Traceback from stopping the test:
File "/home/eric/dev/pycid/pycid/core/cpd.py", line 219, in initialize_tabular_cpd
[[complete_dictionary(self.stochastic_function(**i))[t] for i in self.parent_values(cid)] for t in domain]
File "/home/eric/dev/pycid/pycid/core/cpd.py", line 219, in <listcomp>
[[complete_dictionary(self.stochastic_function(**i))[t] for i in self.parent_values(cid)] for t in domain]
File "/home/eric/dev/pycid/pycid/core/cpd.py", line 219, in <listcomp>
[[complete_dictionary(self.stochastic_function(**i))[t] for i in self.parent_values(cid)] for t in domain]
File "/home/eric/dev/pycid/pycid/core/cpd.py", line 207, in complete_dictionary
missing_keys = set(domain) - set(dictionary.keys())
KeyboardInterrupt
I don't know the details of what it's trying to do but in my tests sometimes matrix
in initialize_tabular_cpd
will have shapes like (107, 4096)
or (32, 5120)
and take a long time to generate. When it runs quickly the shapes are more like (9, 80)
. The first index is card
.
Interesting.
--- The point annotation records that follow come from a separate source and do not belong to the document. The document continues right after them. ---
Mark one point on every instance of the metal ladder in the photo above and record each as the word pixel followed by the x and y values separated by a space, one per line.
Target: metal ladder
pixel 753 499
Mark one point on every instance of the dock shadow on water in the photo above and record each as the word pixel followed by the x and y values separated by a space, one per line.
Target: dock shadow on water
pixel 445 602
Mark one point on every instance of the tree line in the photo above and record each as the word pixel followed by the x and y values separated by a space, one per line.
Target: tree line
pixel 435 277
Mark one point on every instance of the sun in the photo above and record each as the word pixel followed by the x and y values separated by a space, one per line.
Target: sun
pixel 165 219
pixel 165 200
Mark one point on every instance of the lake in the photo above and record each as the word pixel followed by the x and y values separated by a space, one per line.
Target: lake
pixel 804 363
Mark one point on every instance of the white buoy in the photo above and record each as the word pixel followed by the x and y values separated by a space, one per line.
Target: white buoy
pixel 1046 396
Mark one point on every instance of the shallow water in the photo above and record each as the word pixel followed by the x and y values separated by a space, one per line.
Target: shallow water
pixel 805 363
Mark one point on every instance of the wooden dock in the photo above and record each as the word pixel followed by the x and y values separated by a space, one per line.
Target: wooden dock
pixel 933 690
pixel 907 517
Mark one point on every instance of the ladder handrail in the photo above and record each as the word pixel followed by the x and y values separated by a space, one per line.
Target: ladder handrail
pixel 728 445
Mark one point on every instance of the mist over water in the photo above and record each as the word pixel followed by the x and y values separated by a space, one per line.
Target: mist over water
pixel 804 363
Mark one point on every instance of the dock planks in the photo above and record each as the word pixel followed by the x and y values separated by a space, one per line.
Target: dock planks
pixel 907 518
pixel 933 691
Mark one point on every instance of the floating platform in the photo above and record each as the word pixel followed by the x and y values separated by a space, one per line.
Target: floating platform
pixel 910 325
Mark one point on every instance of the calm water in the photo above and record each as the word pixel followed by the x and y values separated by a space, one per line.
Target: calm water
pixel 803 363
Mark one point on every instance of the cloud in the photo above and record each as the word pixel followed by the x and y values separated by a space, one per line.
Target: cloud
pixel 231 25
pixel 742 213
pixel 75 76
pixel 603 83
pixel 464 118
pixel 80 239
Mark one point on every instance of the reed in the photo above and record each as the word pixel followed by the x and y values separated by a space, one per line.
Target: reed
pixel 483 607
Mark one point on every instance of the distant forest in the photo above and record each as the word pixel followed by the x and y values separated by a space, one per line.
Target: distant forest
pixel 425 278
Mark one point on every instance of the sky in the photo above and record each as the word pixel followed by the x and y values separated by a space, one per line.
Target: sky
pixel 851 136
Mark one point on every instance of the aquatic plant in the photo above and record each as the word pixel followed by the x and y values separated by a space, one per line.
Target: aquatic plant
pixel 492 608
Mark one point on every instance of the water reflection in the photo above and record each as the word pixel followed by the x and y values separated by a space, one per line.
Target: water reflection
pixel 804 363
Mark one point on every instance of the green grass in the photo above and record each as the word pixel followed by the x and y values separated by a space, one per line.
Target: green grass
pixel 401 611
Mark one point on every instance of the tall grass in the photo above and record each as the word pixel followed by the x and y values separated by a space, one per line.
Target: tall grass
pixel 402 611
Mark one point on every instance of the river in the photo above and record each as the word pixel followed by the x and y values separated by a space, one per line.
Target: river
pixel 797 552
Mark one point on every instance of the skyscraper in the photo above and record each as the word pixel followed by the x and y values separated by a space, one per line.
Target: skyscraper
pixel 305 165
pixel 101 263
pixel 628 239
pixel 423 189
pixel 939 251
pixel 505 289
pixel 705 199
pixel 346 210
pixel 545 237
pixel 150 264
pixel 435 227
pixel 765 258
I've never noticed it failing locally, but I have seen the github actions version time out occasionally.
My guess is that the matrices get really large when a single node have many parents, because the number of possible parent outcomes grows exponentially with the number of parents. Probably we should add a max_degree parameter to random_cid, and avoid adding edges going into nodes with many parents.
Alternatively/additionally, we can set the random seed in the test
Also, I did just push an improvement to random_cpd which I think should generally lead to smaller matrices. So with a bit of luck, the problem has already been solved.